Overall, it's a solid project, with one masterful performance at its center - that of Christian Bale. If he doesn't receive the Oscar, perhaps we should reevaluate why we hold the ceremony in the first place. 



So, that brings us to 

True Grit - 



Jeff Bridges, and the newcomer Hailee Steinfeld (above) stomp around in the wild west for Joel and Ethan Coen, not remaking the John Wayne classic for which he deservedly won Best Actor at the Oscars, but rather retelling the story from Charles Portis' grande novel from 1968. Darkly comedic, which is more than familiar territory for the Coen's, and rich in dramatic landscape, another area in which the Coen's succeed, the project seems tailor made for them. Upon announcement of the "remake", a lot of people figured the role of Marshall "Rooster" Cogburn would go to Tommy Lee Jones, but the Coen's made their usual right choice in picking their Dude Jeff Bridges. He's at once calm yet gruff, a man of undeniable guilt and guile, and he bubbles underneath his skin with the kind of violence and self-loathing that permanently sets a man apart from everyone he meets. It's undeniably astounding work from a master of his craft. 

We have, in the role of little Maddie Ross (avenging her father's death, why she hires Mr. Cogburn to escort her over Indian territory), Hailee Steinfeld and the birth of a new star. And at only around 14 years old, she shows the confidence of an actress, veteran and twice her age, tackling the Coen's verbose screenplay and treating it like it's merely second nature, or if the words are somehow only an echo of what's really going on inside her head. She's one of those actresses you can look at and see every wheel turning, yet they never manage to surprise at every turn. Think of James Spader and his work in Two Days in the Valley - sharp, cunning, and crafty. Only, this is a 14 year old girl. In a Coen's western. We're being treated here. 

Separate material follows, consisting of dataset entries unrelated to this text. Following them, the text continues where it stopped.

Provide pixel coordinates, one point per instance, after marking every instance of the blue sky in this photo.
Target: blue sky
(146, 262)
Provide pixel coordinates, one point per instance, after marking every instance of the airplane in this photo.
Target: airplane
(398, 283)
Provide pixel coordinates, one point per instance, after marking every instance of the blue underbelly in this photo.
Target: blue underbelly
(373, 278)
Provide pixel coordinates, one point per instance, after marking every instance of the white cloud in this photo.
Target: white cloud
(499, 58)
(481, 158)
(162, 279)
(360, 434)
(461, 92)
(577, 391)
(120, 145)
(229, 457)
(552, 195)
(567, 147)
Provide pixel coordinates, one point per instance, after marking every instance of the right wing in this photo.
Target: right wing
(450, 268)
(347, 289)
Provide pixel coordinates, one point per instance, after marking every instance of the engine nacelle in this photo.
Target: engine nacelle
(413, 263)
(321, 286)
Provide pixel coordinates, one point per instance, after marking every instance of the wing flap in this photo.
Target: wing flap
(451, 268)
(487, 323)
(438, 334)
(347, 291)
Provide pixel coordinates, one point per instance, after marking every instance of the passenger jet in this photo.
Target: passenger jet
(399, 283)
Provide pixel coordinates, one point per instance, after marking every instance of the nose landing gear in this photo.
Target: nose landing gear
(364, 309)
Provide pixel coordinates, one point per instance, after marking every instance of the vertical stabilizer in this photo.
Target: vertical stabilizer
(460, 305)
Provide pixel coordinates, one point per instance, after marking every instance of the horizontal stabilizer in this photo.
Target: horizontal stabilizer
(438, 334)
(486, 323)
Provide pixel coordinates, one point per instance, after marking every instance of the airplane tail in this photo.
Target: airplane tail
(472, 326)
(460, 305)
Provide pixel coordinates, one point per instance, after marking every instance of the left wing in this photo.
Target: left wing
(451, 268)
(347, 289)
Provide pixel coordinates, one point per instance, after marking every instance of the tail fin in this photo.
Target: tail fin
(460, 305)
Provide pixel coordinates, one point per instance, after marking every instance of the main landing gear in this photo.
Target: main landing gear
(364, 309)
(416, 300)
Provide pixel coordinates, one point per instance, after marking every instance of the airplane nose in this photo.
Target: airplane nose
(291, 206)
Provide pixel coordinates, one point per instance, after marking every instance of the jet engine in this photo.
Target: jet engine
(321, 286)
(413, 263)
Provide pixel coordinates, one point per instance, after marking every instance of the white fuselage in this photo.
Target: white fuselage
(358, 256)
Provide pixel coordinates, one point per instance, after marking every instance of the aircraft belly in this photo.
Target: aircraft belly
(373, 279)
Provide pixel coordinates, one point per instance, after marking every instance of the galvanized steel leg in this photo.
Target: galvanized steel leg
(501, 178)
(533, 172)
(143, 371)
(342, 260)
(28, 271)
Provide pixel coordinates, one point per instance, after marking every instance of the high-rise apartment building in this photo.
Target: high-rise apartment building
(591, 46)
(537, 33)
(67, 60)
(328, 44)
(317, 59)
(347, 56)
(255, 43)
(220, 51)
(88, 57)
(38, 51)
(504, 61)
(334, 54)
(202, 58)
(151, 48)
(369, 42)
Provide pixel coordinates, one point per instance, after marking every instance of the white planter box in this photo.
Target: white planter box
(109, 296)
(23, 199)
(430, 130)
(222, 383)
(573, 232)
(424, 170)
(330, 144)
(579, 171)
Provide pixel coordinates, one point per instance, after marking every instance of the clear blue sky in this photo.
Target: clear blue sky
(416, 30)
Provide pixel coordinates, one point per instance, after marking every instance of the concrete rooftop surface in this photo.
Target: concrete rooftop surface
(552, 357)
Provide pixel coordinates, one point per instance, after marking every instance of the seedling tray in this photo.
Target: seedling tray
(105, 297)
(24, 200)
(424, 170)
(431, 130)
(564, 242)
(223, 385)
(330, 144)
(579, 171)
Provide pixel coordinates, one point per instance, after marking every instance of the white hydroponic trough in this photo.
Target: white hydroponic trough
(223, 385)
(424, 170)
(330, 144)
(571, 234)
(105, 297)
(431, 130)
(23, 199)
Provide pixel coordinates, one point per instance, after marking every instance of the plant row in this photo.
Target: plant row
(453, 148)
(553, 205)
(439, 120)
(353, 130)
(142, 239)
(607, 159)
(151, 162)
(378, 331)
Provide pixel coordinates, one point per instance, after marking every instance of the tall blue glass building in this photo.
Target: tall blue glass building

The supporting cast surrounding Bridges and Steinfeld are at the tops of their respective games as well - Matt Damon, Texas Ranger shows us his subtly... sexual? side and never once loses his focus on the character - the flesh-over-faith style of his performance only enhances the spiritual tones of the film, and gives our two leads more to play off of. He's a generous actor. Barry Pepper and Josh Brolin round out our semi-big name cast and do solid, if nothing else, work.

And that, of course, brings us to the Coen's themselves. Since Blood Simple back in 1984, they've been light years ahead of everyone else in terms of approach and execution, to even the smallest of details. True Grit proves no different. Carter Burwell's beautiful and haunting score, riffing from 19th century hymnal pieces, provides the perfect cherry for our old-school sundae, and Roger Deakins captures the western, and tragic, landscape like only he can. 

It's a beautiful, beautiful film, that seeks only to tell a story, and not bombard us with life lessons or morality (moreso than is needed for the story). It's suggested, from the beginning, that Maddie Ross never did much with her life accept seek revenge for her father. And maybe that was enough for her. We, as the audience, certainly don't need to know anymore.